Başından yaralanan Şah yerde yatıyormuş. Cin, suları onların üzerine akıtıp onları boğmaya hazırlanırken gölde toplanan kınalı kekliklerin ve kartlalların çığlıkları bütün dağda yankılanmış kar kütlesinden kopan bir çığ Yeşilgöl’ün üzerine yuvarlanarak kayaları yerinden oynatmış ve kayalardan patlayan su cini gökyüzüne fırlatmış. Cin kendi hapsettiği sularda boğulmuş. Büyü bozulmuş Yeşilgöl’ün altındaki su patlamış, önce gökyüzüne, sonra da hızla ovaya doğru fışkırmaya başlamış. Cinin çığlıkları su seslerine karışmış büyük bir şelale gürültüsü bütün ovayı ve Akdağlar’ı kaplamış. Derelerde gürül gürül suların aktığını gören yöre halkı sevinç çığlıkları ile yaşasın, yaşasın, yeşil göl patladı, akdağdan su fışkırıyor, su uçuyor, yaşasın, yaşasın su geldi diye bağırarak sağa sola koşuşturmaya başlamışlar. Sonra oba beyinin yurdunun önünde toplanmışlar Oba beyi Akdağlar’a dönerek bir süre uçan suyu seyretmiş ve gözleri arkadaşlarının arasında oğlunu aramış. Sonra yöre halkını selamlamış ve atına atlayıp hızla Yeşilgöl’ün yolunu tutmuş. Yöre halkı beylerini yalnız bırakmamış. Onu takip etmişler.
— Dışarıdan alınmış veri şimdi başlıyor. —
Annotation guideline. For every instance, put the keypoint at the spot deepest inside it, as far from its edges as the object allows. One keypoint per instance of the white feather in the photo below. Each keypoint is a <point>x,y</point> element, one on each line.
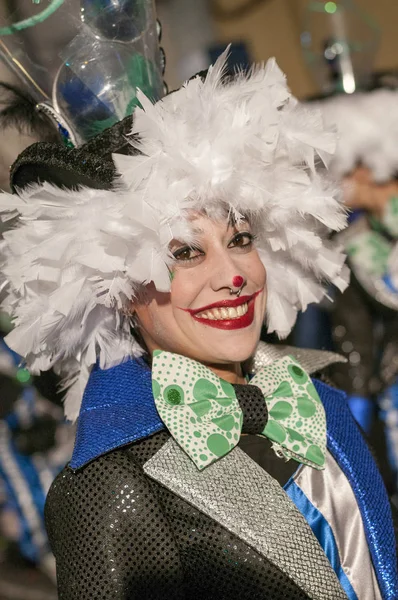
<point>75,259</point>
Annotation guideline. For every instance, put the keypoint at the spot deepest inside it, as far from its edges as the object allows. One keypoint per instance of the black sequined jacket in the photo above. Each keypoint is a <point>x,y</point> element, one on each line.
<point>141,523</point>
<point>365,329</point>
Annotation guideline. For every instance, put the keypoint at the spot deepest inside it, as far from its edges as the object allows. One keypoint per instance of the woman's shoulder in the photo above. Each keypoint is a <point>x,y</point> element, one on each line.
<point>104,478</point>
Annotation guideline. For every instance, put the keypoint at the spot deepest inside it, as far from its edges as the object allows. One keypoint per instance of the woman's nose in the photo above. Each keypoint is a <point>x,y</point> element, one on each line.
<point>227,274</point>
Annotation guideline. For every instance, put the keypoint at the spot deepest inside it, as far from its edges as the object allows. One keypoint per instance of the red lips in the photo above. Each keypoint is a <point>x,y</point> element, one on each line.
<point>228,324</point>
<point>224,303</point>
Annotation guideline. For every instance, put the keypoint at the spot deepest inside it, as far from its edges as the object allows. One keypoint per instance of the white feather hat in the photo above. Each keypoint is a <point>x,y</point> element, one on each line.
<point>367,126</point>
<point>241,144</point>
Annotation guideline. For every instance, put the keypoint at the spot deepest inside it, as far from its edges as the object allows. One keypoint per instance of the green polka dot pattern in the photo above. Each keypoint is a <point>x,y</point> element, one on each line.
<point>199,409</point>
<point>203,415</point>
<point>297,422</point>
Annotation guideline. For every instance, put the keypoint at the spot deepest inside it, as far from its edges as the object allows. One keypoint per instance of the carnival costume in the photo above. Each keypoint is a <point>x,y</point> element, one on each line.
<point>163,498</point>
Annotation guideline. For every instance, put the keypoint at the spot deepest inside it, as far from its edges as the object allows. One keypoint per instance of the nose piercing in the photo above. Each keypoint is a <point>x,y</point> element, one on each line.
<point>237,282</point>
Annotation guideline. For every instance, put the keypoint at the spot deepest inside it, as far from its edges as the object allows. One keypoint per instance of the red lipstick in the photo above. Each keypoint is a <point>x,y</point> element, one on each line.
<point>228,324</point>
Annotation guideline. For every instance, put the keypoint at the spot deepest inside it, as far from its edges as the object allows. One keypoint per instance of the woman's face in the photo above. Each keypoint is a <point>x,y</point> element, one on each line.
<point>199,317</point>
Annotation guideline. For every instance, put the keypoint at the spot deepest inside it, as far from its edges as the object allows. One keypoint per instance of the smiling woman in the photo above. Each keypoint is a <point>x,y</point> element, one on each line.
<point>199,317</point>
<point>206,464</point>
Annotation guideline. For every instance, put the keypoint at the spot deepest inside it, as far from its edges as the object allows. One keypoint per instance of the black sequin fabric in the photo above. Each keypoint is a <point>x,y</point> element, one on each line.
<point>254,407</point>
<point>116,534</point>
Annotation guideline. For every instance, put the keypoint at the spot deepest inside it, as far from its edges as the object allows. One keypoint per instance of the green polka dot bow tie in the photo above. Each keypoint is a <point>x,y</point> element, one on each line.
<point>203,414</point>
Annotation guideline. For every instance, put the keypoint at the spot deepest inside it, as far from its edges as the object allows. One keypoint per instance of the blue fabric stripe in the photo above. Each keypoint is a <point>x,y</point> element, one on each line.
<point>28,472</point>
<point>322,531</point>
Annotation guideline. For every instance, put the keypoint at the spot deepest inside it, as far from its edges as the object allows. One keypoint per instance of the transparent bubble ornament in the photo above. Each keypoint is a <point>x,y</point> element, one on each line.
<point>340,42</point>
<point>105,51</point>
<point>115,53</point>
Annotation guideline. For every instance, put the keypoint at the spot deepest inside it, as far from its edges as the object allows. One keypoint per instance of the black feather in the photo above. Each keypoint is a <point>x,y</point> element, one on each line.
<point>18,110</point>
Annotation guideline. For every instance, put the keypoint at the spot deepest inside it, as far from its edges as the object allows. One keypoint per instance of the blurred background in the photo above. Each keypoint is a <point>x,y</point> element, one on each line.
<point>72,60</point>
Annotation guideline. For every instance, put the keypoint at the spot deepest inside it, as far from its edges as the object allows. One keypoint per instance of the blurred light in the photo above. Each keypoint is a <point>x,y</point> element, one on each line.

Beyin oğlunun kartalla mücadele ettiği yere kadar gelmişler. Fışkıran su tam burada toprağa dökülüp bir şelale oluşturuyormuş. Şelalelin etrafını büyük çakıl taşları ile çevirmişler ve ateş yakıp dua etmişler. Beyin oğlunu bir daha gören olmamış. Yeşil’i de görmemişler. Akdağ’ın başında bir keklik ve bir kartal uçmuş durmuş. Akdağ’dan fışkıran suya Uçarsu demişler. Uçarsu’yun suyu hiç kesilmemiş.

Timur, bahçeye indi. Kınalı keklik artık uçuyordu. Onu kafesinden çıkardı okşadı sevdi ve Akdağ’a doğru bırakıverdi.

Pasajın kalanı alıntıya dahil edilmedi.